Because many galaxy properties like color, star formation rate and emission line strength correlate with magnitude (see, e.g. Moody and Kirshner 1988), our sample must span a broad range in absolute magnitude. As a result, we have avoided a purely magnitude or diameter limited sample. We select galaxies form the first CfA redshift catalogue, which contains galaxies to a limiting magnitude of mZw = 14.5 (Huchra et al. 1983).
The choice for this catalogue was based on (1) the estimated completeness of 97% (within its selection limits), (2) the large range in blue photografic luminosity sampled, and (3) the availability of morphological type information.

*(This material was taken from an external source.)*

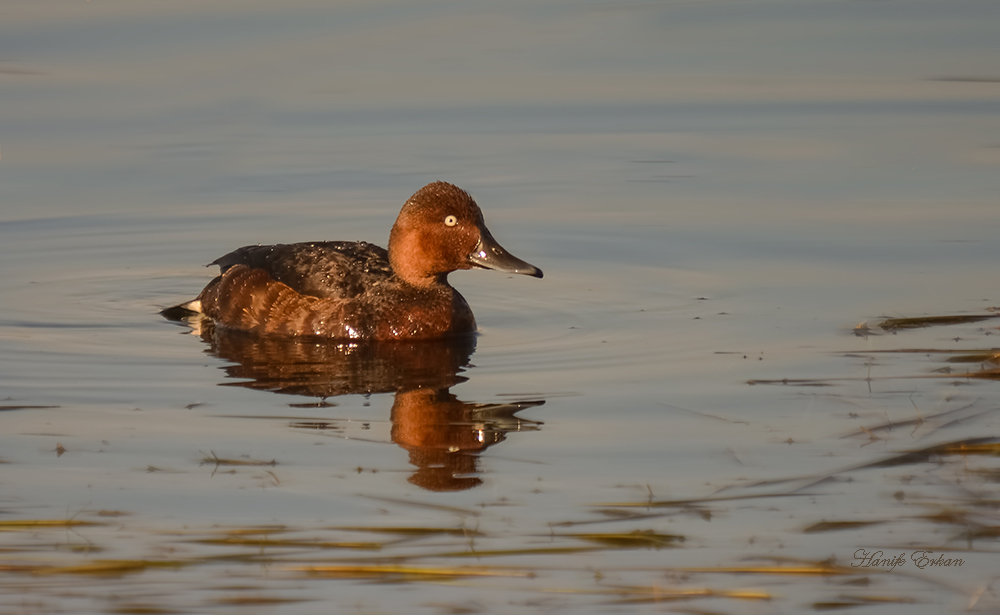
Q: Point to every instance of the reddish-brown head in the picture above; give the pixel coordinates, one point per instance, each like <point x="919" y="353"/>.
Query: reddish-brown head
<point x="441" y="229"/>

For observational reasons, we wanted to minimize the number of galaxies subtending an angle on the sky of more than 3 arcmin. We did not want to enforce a strict diameter limit, which would e.g. enhance the bias against lower surface brightness galaxies already present in the CfA catalog (like in any magnitude limited catalog). We chose to adopt a luminosity dependent velocity cut, where intrinsically bright galaxies had to be farther away than intrinsically fainter systems, in order to be selected. Luminosities were calculated asuming a simple linear Hubble flow and H0=100 km/s/Mpc. Also, we had to exclude galaxies in the Virgo Cluster, as inclusion would bias our sample towards a high density cosmic environment. After these cuts, ~1000 of the ~2400 galaxies in the CfA catalog remained.

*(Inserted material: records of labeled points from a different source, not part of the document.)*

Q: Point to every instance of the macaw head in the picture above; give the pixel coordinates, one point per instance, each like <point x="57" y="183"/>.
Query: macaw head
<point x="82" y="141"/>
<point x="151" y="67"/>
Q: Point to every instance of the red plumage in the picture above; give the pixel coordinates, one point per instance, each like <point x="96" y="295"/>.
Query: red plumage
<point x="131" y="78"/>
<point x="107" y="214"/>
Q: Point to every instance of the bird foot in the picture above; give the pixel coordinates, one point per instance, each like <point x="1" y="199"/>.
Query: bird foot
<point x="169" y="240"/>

We sorted the selected galaxies as a function of luminosity in 1 magnitude wide bins of absolute blue photografic magnitude, and sorted the individual bins according to morphological type. We then drew randomly galaxies from each bin in such numbers as to approximately reproduce the observed local luminosity function (e.g Marzke et al. 1994). Our final sample contains galaxies with the desired range of absolute magnitudes (-14 \gtrsim MB \gtrsim -22), extending five magnitudes fainter than the characteristic luminosity MB*~-19.2 (de Lapparent et al. 1989), and fairly sampling the changing mix of morphological types as a function of luminosity.